I found certain discrepancies (really? can't believe it!) between plans and photos. In the images I have the three wings have ailerons, but in the plan I was using the middle one doesn't. The plan also shows a spinner that I liked, but is not present in the photos.

For the front fuselage I used a leftover spinner from the AMT/ERTL B-35, which I drilled for the Anzani cylinders, shortened a bit and glued to the firewall. The transition was smoothed with 10 min. epoxy. The interior got a seat made of plasticard with the bottom drilled with many perforations as per references. The dashboard was also made from plastic sheet, drilled and backed with black paper. Rudder bar, stick and fuel hand pump were also simulated. Nothing fancy, just a suggestion. The cockpit coaming was made bending stretched sprue and painting it leather, gluing it later.

The engine cowl was painted Testors aluminum while the airframe was airbrushed with acrylic paint. The cylinder heads were fabricated chucking a piece of plastic tube in the dremmel and scoring it with the Olfa P cutter. Then stretched sprue was added on the cylinder sides, brass rod as the intake and bent solder as the exhaust. They are tiny, but they were not really difficult to make.

For the wings I tried something that may work better for another projects: I used corrugated plastic sheet, sanded down. Since the Pensuti didn't have that many ribs, it looks a little weird.

Fortunately this time just one decal has to be sourced: the Italian tricolore on both sides of the rudder. I found a donor decal sheet and cut it to shape.

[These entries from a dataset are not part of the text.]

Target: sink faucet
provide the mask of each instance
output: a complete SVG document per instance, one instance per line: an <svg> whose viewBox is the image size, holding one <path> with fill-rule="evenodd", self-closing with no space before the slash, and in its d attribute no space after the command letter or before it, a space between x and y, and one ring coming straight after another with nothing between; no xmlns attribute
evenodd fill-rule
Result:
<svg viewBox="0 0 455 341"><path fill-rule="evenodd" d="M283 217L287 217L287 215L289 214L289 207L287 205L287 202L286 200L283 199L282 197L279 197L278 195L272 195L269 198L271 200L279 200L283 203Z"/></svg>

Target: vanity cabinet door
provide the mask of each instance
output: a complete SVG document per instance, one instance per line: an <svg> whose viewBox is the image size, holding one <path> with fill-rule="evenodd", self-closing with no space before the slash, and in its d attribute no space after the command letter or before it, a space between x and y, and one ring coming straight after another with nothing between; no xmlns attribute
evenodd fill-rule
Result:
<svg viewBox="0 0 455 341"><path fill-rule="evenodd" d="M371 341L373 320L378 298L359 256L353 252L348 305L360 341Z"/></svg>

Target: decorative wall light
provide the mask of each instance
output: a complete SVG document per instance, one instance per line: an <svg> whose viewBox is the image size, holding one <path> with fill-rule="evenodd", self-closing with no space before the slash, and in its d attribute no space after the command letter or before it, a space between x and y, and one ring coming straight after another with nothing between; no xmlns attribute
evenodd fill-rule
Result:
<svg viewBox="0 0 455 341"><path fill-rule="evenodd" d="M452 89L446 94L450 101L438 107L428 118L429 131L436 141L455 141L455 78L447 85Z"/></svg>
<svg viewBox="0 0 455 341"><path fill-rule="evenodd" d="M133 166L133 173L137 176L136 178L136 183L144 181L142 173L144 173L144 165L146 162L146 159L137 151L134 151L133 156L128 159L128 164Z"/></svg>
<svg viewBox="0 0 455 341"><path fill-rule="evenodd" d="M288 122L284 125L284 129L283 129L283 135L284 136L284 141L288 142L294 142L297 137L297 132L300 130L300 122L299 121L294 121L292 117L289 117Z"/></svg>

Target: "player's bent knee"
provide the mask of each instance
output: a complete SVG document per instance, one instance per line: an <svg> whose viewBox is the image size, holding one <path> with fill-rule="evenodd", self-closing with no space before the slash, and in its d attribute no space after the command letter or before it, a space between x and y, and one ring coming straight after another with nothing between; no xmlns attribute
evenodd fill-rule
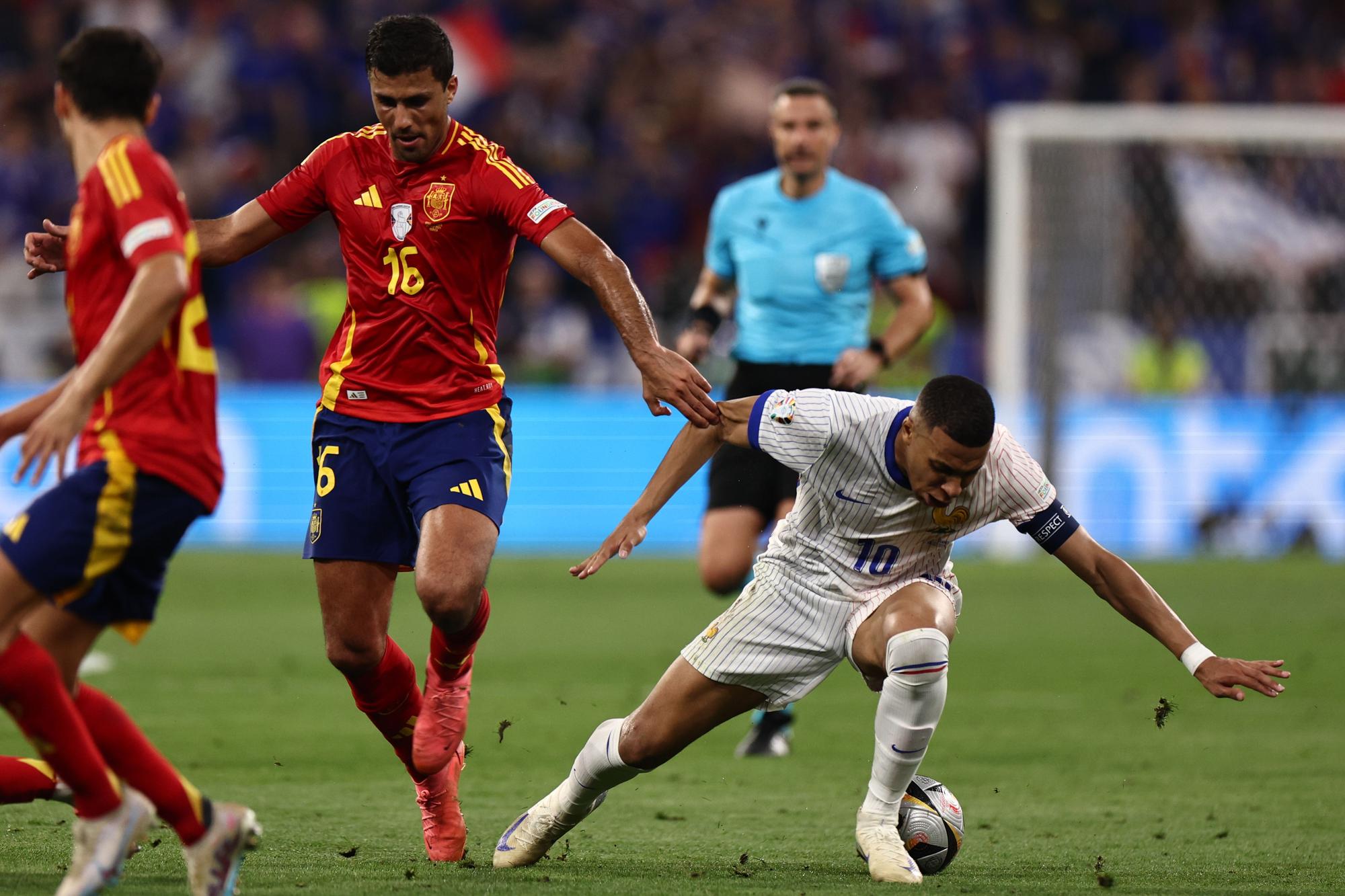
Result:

Rigging was done with stretched sprue, instead of my usual method of monofilament. Both looked a bit out of scale, but in this particular case, given the minute size of the model, I found the sprue easier to deal with than the fishing line.

Also in this size all the glue boo-boos and paint blotches are really visible under the implacable eye of the digital camera, but the results are convincing enough for the naked eye (mine, that's it).

This little piece of three-layer flying lasagna is made out of more than 70 individual pieces. If you count the sections of plastic for rigging, the count runs higher. The building process was an enjoyable one, in spite of the small size of both, the parts and my patience.

Isn't it a nice tiny piece from the past?